Dinkie, who has been disturbing me the last few days by going about with an air of suppressed excitement, brought my anxiety to a head yesterday by staring into my face and then saying:
“Mummy, I’ve got a secret!”
“What secret?” I asked, doing my best to appear indifferent.
But Dinkie was not to be trapped.
“It wouldn’t be a secret, if I told you,” he sagaciously explained.
I studied my child with what was supposed to be a reproving eye.
“You mean you can’t even tell your own Mummy?” I demanded.
He shook his head, in solemn negation.
“But can you, some day?” I pursued.
He thought this over.
“Yes, some day,” he acknowledged, squeezing my knee.

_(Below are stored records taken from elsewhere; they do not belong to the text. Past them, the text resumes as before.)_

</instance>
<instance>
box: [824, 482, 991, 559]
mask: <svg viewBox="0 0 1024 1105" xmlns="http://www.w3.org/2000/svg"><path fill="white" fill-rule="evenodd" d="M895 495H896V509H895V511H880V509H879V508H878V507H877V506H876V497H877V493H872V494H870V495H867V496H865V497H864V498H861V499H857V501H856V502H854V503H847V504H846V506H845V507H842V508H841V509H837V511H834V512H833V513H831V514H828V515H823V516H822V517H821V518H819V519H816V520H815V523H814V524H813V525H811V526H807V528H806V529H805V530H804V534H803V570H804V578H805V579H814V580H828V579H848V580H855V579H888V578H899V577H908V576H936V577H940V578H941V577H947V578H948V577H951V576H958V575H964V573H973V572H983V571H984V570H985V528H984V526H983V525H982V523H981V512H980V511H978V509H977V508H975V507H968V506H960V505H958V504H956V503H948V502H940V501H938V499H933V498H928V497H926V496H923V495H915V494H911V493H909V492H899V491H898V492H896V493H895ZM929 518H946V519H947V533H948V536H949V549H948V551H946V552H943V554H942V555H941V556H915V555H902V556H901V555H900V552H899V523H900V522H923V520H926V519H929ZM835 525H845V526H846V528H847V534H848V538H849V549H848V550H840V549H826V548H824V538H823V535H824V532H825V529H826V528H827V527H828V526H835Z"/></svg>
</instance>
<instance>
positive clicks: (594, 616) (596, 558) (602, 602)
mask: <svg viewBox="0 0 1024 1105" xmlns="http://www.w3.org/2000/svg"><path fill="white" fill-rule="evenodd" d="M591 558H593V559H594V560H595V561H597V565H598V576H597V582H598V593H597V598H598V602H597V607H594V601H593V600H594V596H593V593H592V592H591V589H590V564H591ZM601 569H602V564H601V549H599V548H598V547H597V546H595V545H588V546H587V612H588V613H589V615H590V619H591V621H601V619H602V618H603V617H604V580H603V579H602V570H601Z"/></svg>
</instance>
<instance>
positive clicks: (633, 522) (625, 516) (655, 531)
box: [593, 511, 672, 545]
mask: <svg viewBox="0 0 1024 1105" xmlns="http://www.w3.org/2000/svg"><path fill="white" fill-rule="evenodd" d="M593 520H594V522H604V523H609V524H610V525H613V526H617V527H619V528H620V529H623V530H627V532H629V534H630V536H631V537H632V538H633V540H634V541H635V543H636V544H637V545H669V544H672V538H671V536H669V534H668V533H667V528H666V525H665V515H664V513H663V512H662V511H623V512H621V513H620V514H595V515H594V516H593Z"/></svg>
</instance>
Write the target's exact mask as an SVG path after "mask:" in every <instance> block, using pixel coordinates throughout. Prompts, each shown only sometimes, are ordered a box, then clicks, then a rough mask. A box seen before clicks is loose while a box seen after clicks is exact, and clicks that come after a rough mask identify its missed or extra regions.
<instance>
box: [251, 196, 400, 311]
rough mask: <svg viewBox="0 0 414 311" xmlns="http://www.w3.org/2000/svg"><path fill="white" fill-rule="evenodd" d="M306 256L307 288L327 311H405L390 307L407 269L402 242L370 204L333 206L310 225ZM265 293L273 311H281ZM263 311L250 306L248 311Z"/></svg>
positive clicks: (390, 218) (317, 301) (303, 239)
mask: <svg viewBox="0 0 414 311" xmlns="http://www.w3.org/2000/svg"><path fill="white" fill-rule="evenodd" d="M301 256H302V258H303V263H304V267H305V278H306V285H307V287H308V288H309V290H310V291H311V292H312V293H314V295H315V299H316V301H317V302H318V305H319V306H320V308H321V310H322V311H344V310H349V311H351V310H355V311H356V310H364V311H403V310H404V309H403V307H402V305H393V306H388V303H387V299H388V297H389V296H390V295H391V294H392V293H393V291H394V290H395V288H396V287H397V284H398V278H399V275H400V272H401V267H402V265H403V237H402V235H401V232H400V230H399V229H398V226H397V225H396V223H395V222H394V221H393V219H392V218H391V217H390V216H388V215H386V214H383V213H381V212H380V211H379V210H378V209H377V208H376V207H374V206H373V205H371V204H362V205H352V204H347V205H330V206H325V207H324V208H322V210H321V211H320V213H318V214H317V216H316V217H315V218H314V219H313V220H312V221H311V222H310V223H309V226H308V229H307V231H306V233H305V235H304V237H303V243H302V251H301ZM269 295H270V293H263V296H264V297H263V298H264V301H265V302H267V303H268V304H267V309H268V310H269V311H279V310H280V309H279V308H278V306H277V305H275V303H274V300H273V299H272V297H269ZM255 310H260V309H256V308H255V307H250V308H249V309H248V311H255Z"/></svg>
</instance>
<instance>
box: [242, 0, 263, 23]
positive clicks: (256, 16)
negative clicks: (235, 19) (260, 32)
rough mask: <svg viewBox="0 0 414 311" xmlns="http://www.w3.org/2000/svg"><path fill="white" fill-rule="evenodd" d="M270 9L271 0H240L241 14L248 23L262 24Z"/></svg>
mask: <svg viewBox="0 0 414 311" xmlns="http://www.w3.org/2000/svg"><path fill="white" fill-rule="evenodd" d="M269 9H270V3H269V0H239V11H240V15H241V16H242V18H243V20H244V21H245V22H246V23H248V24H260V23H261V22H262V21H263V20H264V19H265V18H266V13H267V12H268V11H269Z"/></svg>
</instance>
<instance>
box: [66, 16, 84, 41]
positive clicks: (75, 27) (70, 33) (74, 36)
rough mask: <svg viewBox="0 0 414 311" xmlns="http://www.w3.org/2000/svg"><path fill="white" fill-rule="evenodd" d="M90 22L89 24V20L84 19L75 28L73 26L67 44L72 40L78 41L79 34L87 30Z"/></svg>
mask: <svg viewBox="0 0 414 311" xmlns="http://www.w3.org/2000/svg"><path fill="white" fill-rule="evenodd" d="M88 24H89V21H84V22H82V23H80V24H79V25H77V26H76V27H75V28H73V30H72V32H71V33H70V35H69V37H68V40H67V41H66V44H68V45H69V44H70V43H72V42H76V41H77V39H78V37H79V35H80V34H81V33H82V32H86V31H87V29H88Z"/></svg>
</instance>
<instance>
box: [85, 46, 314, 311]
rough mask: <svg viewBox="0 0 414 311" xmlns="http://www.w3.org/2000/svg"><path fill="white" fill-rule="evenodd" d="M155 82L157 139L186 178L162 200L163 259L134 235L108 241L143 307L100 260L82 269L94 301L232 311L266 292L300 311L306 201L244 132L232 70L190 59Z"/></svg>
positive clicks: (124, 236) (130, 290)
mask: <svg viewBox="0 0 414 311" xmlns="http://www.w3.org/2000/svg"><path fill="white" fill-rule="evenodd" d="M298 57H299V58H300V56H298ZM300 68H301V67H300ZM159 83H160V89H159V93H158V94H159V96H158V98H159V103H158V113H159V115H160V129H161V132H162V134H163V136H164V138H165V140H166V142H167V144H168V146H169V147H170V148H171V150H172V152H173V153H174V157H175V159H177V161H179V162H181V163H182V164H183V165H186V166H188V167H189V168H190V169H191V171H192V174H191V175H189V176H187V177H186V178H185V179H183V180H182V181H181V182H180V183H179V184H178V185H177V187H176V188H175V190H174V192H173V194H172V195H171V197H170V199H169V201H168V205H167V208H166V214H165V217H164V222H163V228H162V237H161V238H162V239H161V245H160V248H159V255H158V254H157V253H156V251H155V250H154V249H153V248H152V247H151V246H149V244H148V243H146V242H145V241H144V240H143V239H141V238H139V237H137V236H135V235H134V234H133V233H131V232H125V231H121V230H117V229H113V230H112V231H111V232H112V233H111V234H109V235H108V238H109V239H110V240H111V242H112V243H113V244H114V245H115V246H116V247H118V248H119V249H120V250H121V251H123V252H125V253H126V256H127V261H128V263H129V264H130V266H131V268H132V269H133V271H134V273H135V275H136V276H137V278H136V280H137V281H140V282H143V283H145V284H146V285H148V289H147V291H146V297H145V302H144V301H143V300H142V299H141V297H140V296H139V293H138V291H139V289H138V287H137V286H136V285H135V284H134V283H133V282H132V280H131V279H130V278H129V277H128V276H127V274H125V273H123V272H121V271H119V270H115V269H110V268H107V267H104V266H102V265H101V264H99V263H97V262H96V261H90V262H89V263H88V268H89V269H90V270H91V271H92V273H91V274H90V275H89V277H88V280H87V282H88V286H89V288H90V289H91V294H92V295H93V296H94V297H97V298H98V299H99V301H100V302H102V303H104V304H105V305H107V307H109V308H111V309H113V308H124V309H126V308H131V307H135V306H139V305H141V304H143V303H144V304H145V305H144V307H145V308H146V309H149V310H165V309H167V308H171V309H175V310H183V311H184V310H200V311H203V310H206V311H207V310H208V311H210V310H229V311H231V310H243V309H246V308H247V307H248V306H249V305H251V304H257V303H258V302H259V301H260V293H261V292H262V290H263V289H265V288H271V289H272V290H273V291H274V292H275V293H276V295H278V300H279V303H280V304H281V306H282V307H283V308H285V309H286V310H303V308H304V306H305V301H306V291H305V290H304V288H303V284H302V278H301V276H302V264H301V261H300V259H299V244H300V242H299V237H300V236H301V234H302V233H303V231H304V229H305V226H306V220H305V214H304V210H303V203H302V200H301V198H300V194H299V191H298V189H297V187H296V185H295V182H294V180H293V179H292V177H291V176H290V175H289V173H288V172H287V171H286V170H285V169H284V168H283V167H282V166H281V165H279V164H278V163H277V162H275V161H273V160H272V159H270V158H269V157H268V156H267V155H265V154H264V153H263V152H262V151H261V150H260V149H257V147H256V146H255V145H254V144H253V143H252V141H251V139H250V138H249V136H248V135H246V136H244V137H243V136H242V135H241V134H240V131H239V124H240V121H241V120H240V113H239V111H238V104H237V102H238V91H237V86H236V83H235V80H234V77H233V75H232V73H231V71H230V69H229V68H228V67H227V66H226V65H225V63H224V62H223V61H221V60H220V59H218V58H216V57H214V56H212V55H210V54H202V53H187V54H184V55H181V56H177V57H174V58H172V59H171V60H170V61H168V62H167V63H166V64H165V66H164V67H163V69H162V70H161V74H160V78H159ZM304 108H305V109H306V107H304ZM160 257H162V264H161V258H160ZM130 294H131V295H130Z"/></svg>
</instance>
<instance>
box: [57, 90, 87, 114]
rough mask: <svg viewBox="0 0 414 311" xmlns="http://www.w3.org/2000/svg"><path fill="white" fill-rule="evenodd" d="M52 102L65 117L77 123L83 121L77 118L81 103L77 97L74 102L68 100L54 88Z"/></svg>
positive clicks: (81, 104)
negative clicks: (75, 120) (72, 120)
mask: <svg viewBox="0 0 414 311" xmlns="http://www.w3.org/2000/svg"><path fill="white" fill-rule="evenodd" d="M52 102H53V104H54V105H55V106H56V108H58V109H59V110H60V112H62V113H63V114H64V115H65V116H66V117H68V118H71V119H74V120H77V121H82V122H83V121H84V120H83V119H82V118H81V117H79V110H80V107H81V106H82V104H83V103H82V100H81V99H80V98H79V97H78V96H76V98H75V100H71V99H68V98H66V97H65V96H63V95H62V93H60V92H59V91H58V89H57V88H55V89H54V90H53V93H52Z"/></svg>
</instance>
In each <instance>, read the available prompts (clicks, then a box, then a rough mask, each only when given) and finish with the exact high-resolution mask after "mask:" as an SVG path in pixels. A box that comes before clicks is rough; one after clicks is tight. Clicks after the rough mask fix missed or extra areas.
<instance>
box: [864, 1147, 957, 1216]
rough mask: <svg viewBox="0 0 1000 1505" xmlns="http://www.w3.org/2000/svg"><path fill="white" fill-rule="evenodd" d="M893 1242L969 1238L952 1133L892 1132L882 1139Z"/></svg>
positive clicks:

“How long will I have to wait?” I asked, wondering 258 what could bring such a rhapsodic light into his hazel-specked eye. I thought, of course, of Doreen O’Lone. And I wished the O’Lones would follow in the footsteps of so many other successful ranchers and trek off to California. Then, as I sat studying Dinkie, I countermanded that wish. For its fulfillment would bring loneliness to the heart of my laddie—and loneliness is hell! So, instead, I struggled as best I could to banish all thought of the matter from my mind. But it was only half a success. I remembered that Gershom himself had been going about as abstracted as an ant-eater and as gloomy as a crow, during the last week; and I kept sniffing something unpropitious up-wind. I even hoped that Dinkie would return to the subject, as children with a secret have the habit of doing. But he has been as tight-lipped on the matter as his reticent old dad might have been.